Voici le problème : les bonnes équipes ne perdent pas trois matchs de championnat sur quatre dans une période cruciale comme celle-là et s'attendent toujours à terminer dans le top quatre. Elles ne le font tout simplement pas. Après cette défaite contre Forest, Postecoglou lui-même a mentionné un manque de confiance. Confiance en quoi, exactement ? Confiance dans le système ? Confiance en leurs propres capacités ? Ou confiance qu'ils peuvent rivaliser avec n'importe qui pendant 90 minutes et ne pas s'effondrer comme un château de cartes ? La phrase de Michallik "mentalité de CP" peut sembler dure, mais elle témoigne d'une faiblesse fondamentale. Quand les choses se compliquent, cette équipe se recroqueville souvent.

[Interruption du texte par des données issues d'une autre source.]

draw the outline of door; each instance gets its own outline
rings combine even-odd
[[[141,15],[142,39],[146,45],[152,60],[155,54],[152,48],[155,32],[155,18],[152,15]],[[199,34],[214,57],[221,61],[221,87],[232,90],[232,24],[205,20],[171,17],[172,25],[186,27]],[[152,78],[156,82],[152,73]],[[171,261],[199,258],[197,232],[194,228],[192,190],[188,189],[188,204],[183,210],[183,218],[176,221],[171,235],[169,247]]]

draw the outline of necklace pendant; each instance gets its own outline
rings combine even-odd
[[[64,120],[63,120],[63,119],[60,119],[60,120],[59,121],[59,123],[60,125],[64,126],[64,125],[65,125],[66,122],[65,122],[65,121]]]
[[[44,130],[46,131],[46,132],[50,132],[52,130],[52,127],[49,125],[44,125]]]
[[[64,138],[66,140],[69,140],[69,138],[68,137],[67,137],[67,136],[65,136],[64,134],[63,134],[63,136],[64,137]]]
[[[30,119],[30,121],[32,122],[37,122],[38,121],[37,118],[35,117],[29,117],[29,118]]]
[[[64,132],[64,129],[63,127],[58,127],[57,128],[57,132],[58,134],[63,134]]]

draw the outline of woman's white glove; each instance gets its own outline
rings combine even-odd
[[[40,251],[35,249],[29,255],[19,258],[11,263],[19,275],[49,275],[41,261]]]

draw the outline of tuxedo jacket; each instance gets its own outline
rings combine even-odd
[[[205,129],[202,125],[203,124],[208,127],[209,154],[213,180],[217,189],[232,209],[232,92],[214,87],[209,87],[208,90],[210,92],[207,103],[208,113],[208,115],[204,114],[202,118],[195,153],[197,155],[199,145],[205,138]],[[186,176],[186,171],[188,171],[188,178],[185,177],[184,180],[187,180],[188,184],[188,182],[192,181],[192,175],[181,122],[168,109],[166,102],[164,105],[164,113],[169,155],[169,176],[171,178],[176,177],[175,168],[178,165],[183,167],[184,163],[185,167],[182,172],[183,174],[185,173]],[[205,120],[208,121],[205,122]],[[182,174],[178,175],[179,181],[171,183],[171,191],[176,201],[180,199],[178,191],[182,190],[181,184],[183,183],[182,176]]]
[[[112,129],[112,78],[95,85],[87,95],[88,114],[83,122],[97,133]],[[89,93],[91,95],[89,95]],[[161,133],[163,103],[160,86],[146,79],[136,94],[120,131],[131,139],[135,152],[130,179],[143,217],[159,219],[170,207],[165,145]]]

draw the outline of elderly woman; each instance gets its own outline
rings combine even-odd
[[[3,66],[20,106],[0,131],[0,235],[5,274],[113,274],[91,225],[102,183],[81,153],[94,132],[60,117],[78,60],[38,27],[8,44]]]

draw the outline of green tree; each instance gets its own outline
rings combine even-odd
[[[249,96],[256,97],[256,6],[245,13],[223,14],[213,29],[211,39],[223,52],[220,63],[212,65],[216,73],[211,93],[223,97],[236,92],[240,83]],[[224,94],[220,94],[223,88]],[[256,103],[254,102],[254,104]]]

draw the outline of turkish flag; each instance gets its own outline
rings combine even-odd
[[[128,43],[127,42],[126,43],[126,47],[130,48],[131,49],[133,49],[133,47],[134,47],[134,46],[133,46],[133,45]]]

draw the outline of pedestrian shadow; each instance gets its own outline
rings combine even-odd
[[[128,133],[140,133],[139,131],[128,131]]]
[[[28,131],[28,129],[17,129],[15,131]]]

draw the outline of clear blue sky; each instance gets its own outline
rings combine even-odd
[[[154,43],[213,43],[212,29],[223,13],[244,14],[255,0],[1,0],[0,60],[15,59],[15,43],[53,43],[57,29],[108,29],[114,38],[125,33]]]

Ils ont commencé la saison en fanfare, enchaînant huit victoires et deux nuls lors de leurs dix premiers matchs de championnat. Vous vous souvenez de cette victoire 2-1 contre Crystal Palace le 27 octobre, ou de la victoire 2-0 contre Fulham le 23 octobre ? C'était différent. James Maddison était en pleine forme, Son Heung-min était clinique. Mais ensuite les blessures ont frappé, et les problèmes de profondeur ont commencé à apparaître. Et plus important encore, la force mentale a semblé s'évaporer.
En toute franchise : le talent n'est pas le problème. Ils ont de très bons joueurs. Cristian Romero peut être un mur, mais il prend aussi des cartons stupides. Maddison, quand il est en forme, est une force créative, mais il est resté silencieux dans certains moments importants. Son est toujours une menace de but, avec 16 buts en championnat cette saison, mais même lui a eu des périodes où il semblait frustré. Il ne s'agit pas de brillance individuelle ; il s'agit de résilience collective. Quand Brennan Johnson a raté cette occasion en or contre Forest, ou quand Guglielmo Vicario a commis cette erreur contre Arsenal, on a eu l'impression que l'air s'était échappé du ballon pour toute l'équipe.

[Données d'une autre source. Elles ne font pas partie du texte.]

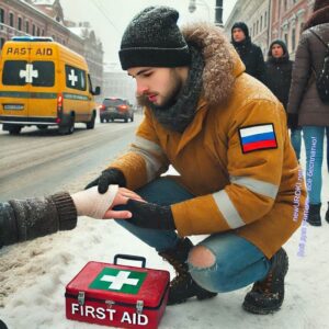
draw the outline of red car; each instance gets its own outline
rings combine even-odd
[[[104,99],[102,105],[100,106],[100,120],[101,123],[113,122],[114,120],[120,118],[124,122],[134,121],[134,111],[133,106],[128,101],[109,98]]]

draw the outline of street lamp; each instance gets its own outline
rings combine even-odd
[[[192,13],[196,10],[196,4],[198,5],[203,5],[206,8],[207,12],[208,12],[208,21],[211,21],[211,9],[208,7],[208,4],[206,2],[204,2],[203,0],[201,0],[202,2],[196,2],[196,0],[190,0],[190,4],[189,4],[189,11]]]
[[[200,0],[201,2],[196,2],[196,0],[190,0],[189,11],[192,13],[196,10],[196,4],[201,4],[207,9],[208,12],[208,20],[211,21],[211,9],[209,5],[204,1]],[[223,27],[223,0],[216,0],[215,7],[215,24],[217,26]]]

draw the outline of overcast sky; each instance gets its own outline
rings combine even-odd
[[[224,22],[236,0],[224,0]],[[190,0],[61,0],[66,19],[89,21],[102,41],[104,63],[118,63],[117,50],[122,34],[132,18],[148,5],[164,4],[180,12],[179,25],[191,21],[214,21],[215,0],[196,0],[196,11],[189,12]],[[110,65],[111,66],[111,65]]]

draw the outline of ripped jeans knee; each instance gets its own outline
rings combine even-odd
[[[251,242],[234,234],[213,235],[189,254],[189,270],[203,288],[226,293],[262,280],[270,261]]]

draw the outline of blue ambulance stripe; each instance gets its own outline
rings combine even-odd
[[[271,139],[275,139],[275,137],[274,137],[274,133],[272,132],[272,133],[251,135],[251,136],[242,137],[241,139],[242,139],[242,145],[245,145],[253,141],[271,140]]]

Ils ont encaissé 59 buts en Premier League cette saison, ce qui est plus qu'Aston Villa (48), Arsenal (29), Manchester City (33) et Liverpool (41). Ce n'est pas seulement un problème de schéma défensif ; c'est un échec collectif à se concentrer et à exécuter sous pression. Vous pouvez blâmer la tactique de l'entraîneur autant que vous voulez, mais ce sont les joueurs qui sont sur le terrain, qui prennent des décisions, qui gagnent ou perdent des duels individuels.
Mon avis tranché ? Tant que les Spurs ne se débarrasseront pas de ce point faible, de cette fragilité mentale qui les afflige depuis des années, ils ne pourront jamais vraiment prétendre au titre de Premier League. Ils pourraient s'en approcher, ils pourraient même faire un bon parcours en coupe, mais la mentalité constante et implacable nécessaire pour gagner les plus grands prix n'est tout simplement pas là.

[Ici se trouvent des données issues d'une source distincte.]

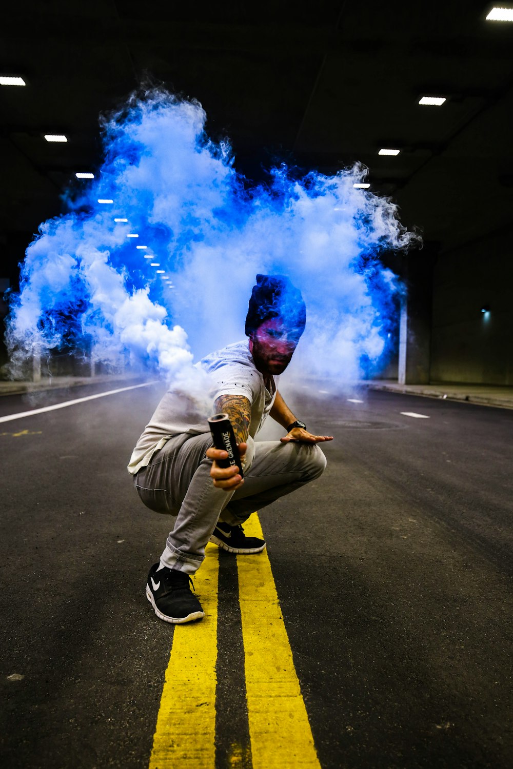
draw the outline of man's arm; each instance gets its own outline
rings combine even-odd
[[[252,404],[248,398],[244,395],[220,395],[214,401],[214,408],[218,414],[228,414],[237,443],[245,443],[252,414]]]
[[[214,401],[214,408],[218,414],[228,414],[233,427],[235,441],[238,444],[241,461],[244,465],[246,441],[249,434],[251,421],[251,403],[244,395],[220,395]],[[220,468],[215,461],[216,459],[226,459],[228,451],[219,448],[209,448],[207,450],[207,457],[214,460],[210,474],[216,488],[223,488],[226,491],[233,491],[244,483],[238,474],[239,468],[236,465]]]
[[[297,418],[294,416],[290,408],[283,400],[279,392],[276,392],[276,397],[275,398],[275,402],[272,404],[272,408],[269,411],[270,416],[281,424],[282,428],[285,430],[289,424],[295,422]],[[332,435],[314,435],[312,433],[308,432],[308,430],[304,430],[302,428],[294,428],[290,432],[284,435],[283,438],[280,438],[281,443],[288,443],[289,441],[298,441],[304,443],[321,443],[323,441],[332,441]]]
[[[279,392],[276,393],[275,402],[273,403],[272,408],[269,411],[269,416],[272,417],[275,421],[278,422],[278,424],[281,424],[282,428],[285,428],[285,430],[289,424],[291,424],[292,422],[295,422],[298,418],[294,416]]]

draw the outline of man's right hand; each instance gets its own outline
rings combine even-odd
[[[247,444],[239,443],[238,446],[241,459],[244,461]],[[242,485],[244,480],[239,474],[240,471],[236,464],[232,464],[229,468],[220,468],[215,461],[216,459],[228,459],[228,451],[212,447],[207,449],[206,456],[208,459],[213,460],[210,474],[216,488],[222,488],[225,491],[235,491],[236,488]]]

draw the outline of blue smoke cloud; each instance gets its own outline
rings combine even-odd
[[[258,273],[302,292],[303,371],[354,381],[362,358],[382,355],[399,285],[379,254],[418,240],[394,204],[353,187],[359,165],[300,179],[283,165],[248,190],[205,124],[198,102],[158,90],[104,122],[97,178],[27,248],[6,332],[15,375],[71,346],[117,370],[183,378],[243,338]]]

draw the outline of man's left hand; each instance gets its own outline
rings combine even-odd
[[[314,435],[304,428],[293,428],[290,432],[280,438],[281,443],[295,441],[297,443],[321,443],[323,441],[332,441],[332,435]]]

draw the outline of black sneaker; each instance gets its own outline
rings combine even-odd
[[[226,550],[228,553],[246,555],[251,553],[260,553],[265,547],[263,539],[246,537],[240,524],[238,526],[230,526],[228,524],[218,523],[210,541],[214,544],[218,544],[222,550]]]
[[[146,584],[146,598],[157,617],[175,624],[205,617],[202,604],[191,592],[189,582],[192,584],[192,580],[189,575],[165,566],[158,569],[159,566],[153,564]]]

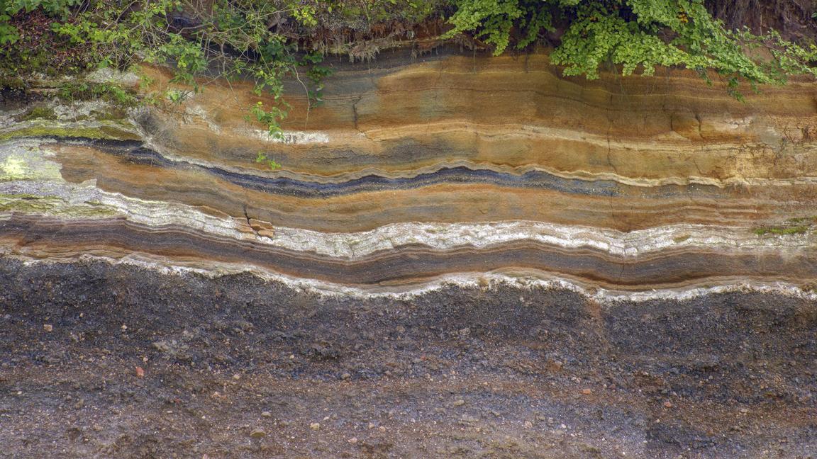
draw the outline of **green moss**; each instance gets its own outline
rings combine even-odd
[[[65,127],[61,126],[36,126],[0,133],[0,140],[21,137],[83,137],[86,139],[108,139],[114,140],[139,140],[139,136],[113,126],[98,127]]]
[[[25,82],[18,77],[0,77],[0,90],[5,91],[23,91],[25,89]]]
[[[67,217],[102,217],[118,215],[98,203],[69,204],[58,196],[0,194],[0,212],[47,213]]]
[[[34,119],[56,119],[56,113],[51,107],[36,106],[17,118],[17,121],[32,121]]]
[[[811,224],[817,223],[817,216],[798,216],[797,218],[790,218],[787,220],[788,223],[792,223],[794,225],[803,225],[803,224]]]
[[[803,234],[809,230],[809,226],[798,225],[797,226],[761,226],[755,228],[752,232],[758,236],[766,234],[778,234],[782,236],[790,234]]]

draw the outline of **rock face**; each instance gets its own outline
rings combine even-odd
[[[286,381],[300,394],[311,381],[321,396],[346,385],[362,399],[350,421],[322,421],[318,395],[298,402],[272,390],[268,399],[289,403],[273,421],[296,426],[227,417],[247,432],[197,443],[198,457],[248,438],[276,444],[275,454],[333,457],[813,453],[814,83],[739,102],[678,71],[564,78],[544,55],[400,51],[336,67],[319,106],[292,87],[283,139],[245,121],[257,99],[240,84],[208,87],[166,111],[7,109],[0,313],[15,336],[0,341],[18,379],[0,385],[29,384],[22,392],[47,399],[24,381],[48,381],[51,370],[27,365],[21,350],[82,347],[59,340],[91,323],[114,333],[127,317],[126,337],[140,344],[94,342],[129,372],[150,354],[181,380],[204,377],[169,369],[180,362],[252,373],[253,382],[230,382],[244,387]],[[255,163],[258,153],[283,167]],[[77,315],[86,310],[91,323]],[[242,320],[254,331],[213,325]],[[54,347],[25,336],[43,323]],[[241,337],[253,332],[258,340]],[[210,349],[225,333],[243,347]],[[49,363],[69,364],[65,355]],[[212,378],[195,384],[217,387]],[[463,403],[446,409],[462,413],[420,403],[445,406],[451,390]],[[396,412],[386,408],[392,395]],[[0,396],[0,409],[25,405],[11,397]],[[242,411],[258,408],[236,397]],[[213,400],[196,409],[217,418]],[[150,409],[140,403],[136,412]],[[387,421],[376,424],[404,444],[383,446],[365,432],[387,434],[360,427],[381,410]],[[19,434],[45,421],[15,422]],[[308,434],[314,422],[329,439]],[[473,436],[453,434],[461,427]],[[63,434],[42,429],[42,438]],[[443,434],[426,445],[431,431]],[[142,440],[172,448],[157,439]],[[115,439],[93,441],[93,454],[118,451]],[[129,442],[118,448],[144,448]],[[236,451],[220,452],[271,450]]]

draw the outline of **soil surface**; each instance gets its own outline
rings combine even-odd
[[[817,457],[817,305],[0,263],[2,457]]]

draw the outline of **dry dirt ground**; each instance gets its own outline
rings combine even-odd
[[[817,457],[817,305],[0,262],[2,457]]]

Écoutez, Ange Postecoglou a fait un travail admirable pour sa première saison. Il a essayé d'instaurer un style différent, une philosophie plus offensive. Mais il ne peut pas insuffler du courage à des joueurs qui n'en ont pas. La fenêtre de transfert estivale doit moins se concentrer sur le talent et plus sur l'arrivée de gagnants avérés, de joueurs avec une véritable hargne. Sinon, la saison prochaine sera la même, et Michallik sera de retour à la télévision, disant les mêmes choses.
Prédiction audacieuse : Tottenham terminera sixième cette saison, manquant la Ligue des Champions avec une marge confortable.